The existence of the tribunal is now expected to put pressure on Lebanese and Syrian officials to cooperate. As other international courts have shown, the threat of international arrest warrants can serve as a sharp political tool. Some diplomats fear that if an investigation reached the top of the Syrian government, it could interfere with the thaw in relations between Damascus and the West. Lawyers familiar with the court said that the tribunal would start its work with a review of the cases against four Lebanese generals imprisoned in Beirut since August 2005 on suspicion of murder and terrorist acts. The four men were detained at the request of Mehlis but were never formally charged. "This is a violation of UN standards, and the prosecutor now has two months to request all the evidence and ask for the transfer of the suspects," one lawyer said. "The judges will determine if he brings credible charges, or else they will release the detainees." In recent days, three other suspects in the case, two Lebanese and a Syrian, were released by a Lebanese judge.
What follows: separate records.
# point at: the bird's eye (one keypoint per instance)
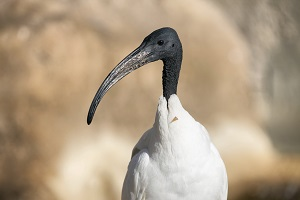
(160, 42)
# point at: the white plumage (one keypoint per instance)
(176, 160)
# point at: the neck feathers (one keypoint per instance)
(170, 75)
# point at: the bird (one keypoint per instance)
(175, 159)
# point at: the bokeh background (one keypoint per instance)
(240, 78)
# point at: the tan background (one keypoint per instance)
(240, 78)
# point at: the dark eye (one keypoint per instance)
(160, 42)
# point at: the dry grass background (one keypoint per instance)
(240, 78)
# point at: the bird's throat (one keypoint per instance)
(170, 76)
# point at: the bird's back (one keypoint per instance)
(175, 160)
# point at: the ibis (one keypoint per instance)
(175, 159)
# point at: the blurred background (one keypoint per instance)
(240, 78)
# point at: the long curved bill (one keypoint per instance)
(133, 61)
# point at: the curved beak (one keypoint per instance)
(139, 57)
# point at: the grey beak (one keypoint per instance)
(133, 61)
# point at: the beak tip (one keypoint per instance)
(89, 120)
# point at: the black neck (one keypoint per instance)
(170, 76)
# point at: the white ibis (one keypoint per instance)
(175, 159)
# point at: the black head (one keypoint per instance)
(162, 44)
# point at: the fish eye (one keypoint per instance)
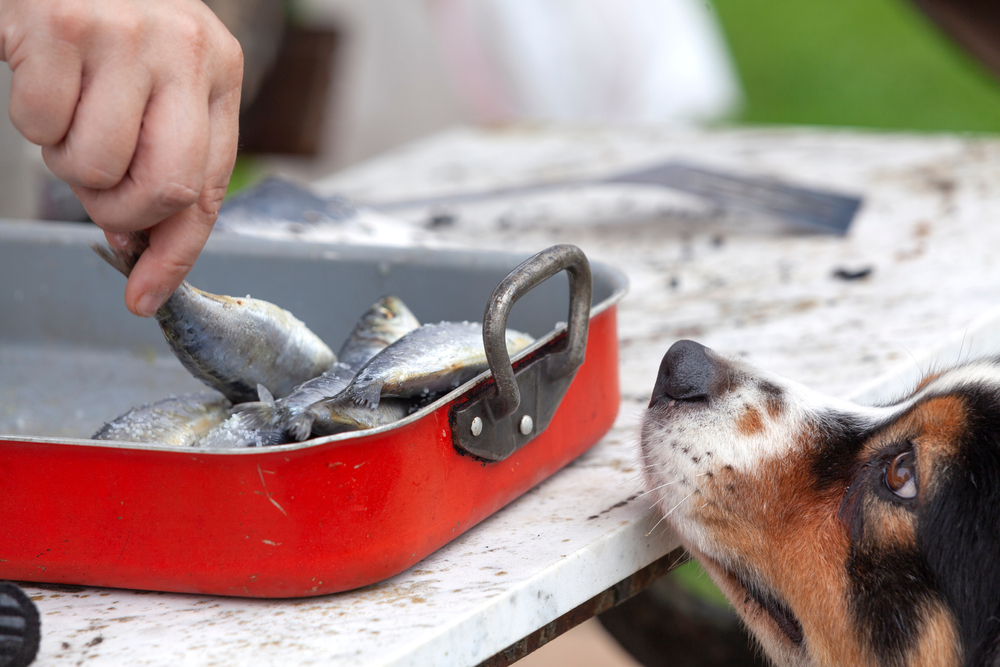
(901, 475)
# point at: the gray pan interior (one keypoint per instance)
(72, 357)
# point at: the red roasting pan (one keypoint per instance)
(294, 520)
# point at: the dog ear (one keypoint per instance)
(959, 534)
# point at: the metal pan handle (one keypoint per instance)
(531, 273)
(486, 427)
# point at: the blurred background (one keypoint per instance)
(330, 83)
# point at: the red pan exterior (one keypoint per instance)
(287, 522)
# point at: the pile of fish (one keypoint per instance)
(280, 383)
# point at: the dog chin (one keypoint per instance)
(770, 621)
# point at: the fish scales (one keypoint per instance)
(269, 421)
(232, 344)
(431, 359)
(176, 421)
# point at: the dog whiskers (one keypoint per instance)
(670, 512)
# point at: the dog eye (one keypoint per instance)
(901, 475)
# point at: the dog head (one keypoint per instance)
(842, 534)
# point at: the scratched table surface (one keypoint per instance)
(927, 240)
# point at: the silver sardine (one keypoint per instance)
(279, 421)
(383, 324)
(430, 359)
(233, 344)
(178, 421)
(267, 421)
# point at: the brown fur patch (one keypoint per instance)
(789, 533)
(938, 645)
(935, 427)
(750, 422)
(772, 406)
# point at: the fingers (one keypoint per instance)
(174, 245)
(166, 172)
(99, 146)
(176, 242)
(44, 90)
(136, 106)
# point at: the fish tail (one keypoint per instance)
(124, 259)
(259, 415)
(300, 426)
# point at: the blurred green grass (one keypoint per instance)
(857, 63)
(861, 63)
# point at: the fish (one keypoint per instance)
(269, 421)
(232, 344)
(429, 360)
(179, 421)
(385, 322)
(329, 418)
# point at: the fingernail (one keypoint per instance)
(148, 304)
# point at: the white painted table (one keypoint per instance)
(930, 230)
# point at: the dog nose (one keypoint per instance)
(685, 373)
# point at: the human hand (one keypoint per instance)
(135, 104)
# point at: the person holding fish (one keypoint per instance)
(135, 104)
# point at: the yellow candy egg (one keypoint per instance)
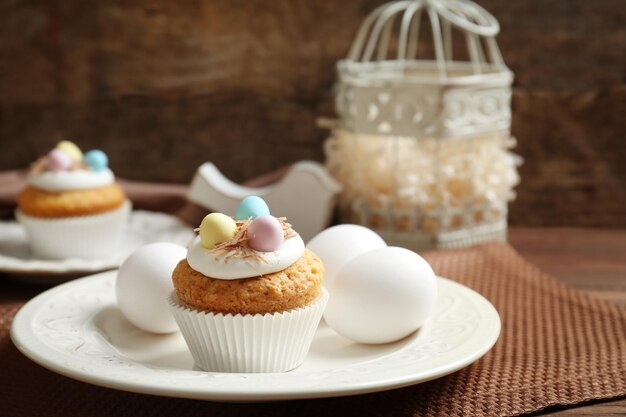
(70, 149)
(216, 228)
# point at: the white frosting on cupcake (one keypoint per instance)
(215, 265)
(70, 180)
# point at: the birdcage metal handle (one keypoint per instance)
(374, 35)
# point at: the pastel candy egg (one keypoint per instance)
(251, 206)
(265, 234)
(57, 160)
(71, 150)
(216, 228)
(96, 160)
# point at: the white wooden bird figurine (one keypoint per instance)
(305, 194)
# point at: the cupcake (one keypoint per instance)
(248, 297)
(72, 206)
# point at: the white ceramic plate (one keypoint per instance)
(77, 330)
(143, 227)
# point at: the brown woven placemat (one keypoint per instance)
(558, 347)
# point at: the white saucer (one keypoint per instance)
(76, 329)
(143, 227)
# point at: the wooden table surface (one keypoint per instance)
(592, 260)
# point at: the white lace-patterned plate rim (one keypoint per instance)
(143, 227)
(77, 330)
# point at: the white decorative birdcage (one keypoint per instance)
(422, 145)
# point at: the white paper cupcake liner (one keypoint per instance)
(93, 236)
(249, 343)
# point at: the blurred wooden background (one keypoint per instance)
(163, 86)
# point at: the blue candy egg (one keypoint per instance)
(251, 206)
(96, 160)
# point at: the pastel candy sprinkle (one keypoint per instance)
(96, 160)
(57, 160)
(216, 228)
(251, 207)
(70, 150)
(265, 234)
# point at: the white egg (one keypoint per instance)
(338, 245)
(381, 296)
(143, 284)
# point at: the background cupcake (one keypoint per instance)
(72, 206)
(248, 297)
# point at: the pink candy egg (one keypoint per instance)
(265, 234)
(58, 160)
Lawyers in The Hague said they did not know if others were in custody. "We keep hearing different numbers; all of this has been surrounded by secrecy," another lawyer said. "Hopefully the tribunal can clarify all this." The lawyers requested anonymity because of the court's rules. The four imprisoned generals, cited in Mehlis's reports as the top Lebanese security officials with close ties to Syria, are Raymond Azar, former chief of military intelligence; Ali Hajj, former chief of the Lebanese police; Jamil al-Sayyed, former director of internal security; and Mustafa Hamdan, former commander of the presidential guard. Any trial will follow Lebanese law for crimes of terrorism and murder. But the UN-backed tribunal, unlike Lebanon, does not allow for the death penalty. It will be a "hybrid" international court, with Lebanese and international staff, backed by the United Nations but operating and financed independently, like similar tribunals in Sierra Leone and Bosnia.

Lebanon will pay for 49 percent of the tribunal's budget, set at $51 million this year; other donors include France and the United States, which originally pressed for the UN inquiry. Other major donors are Britain, Canada, Germany, Italy, Japan and the Netherlands, which all have seats on the court's management committee. Russia asked for a seat, but when told that this would require a minimum contribution of $1 million, it withdrew, a diplomat said. The tribunal can investigate attacks in Lebanon between October 2004 and December 2005. On a recent visit to the tribunal facility, Robin Vincent, the court administrator, stopped at the center of the building, which is still a large basketball court. "This is an ideal space to convert into a future courtroom," he said, pointing out areas for spectators and for interpreters' rooms. The tribunal languages will be Arabic, English and French. The tribunal was created for three years, but Vincent said the location was available for six years. "Experience," he said, "has shown that no tribunal has finished its work in just a couple of years."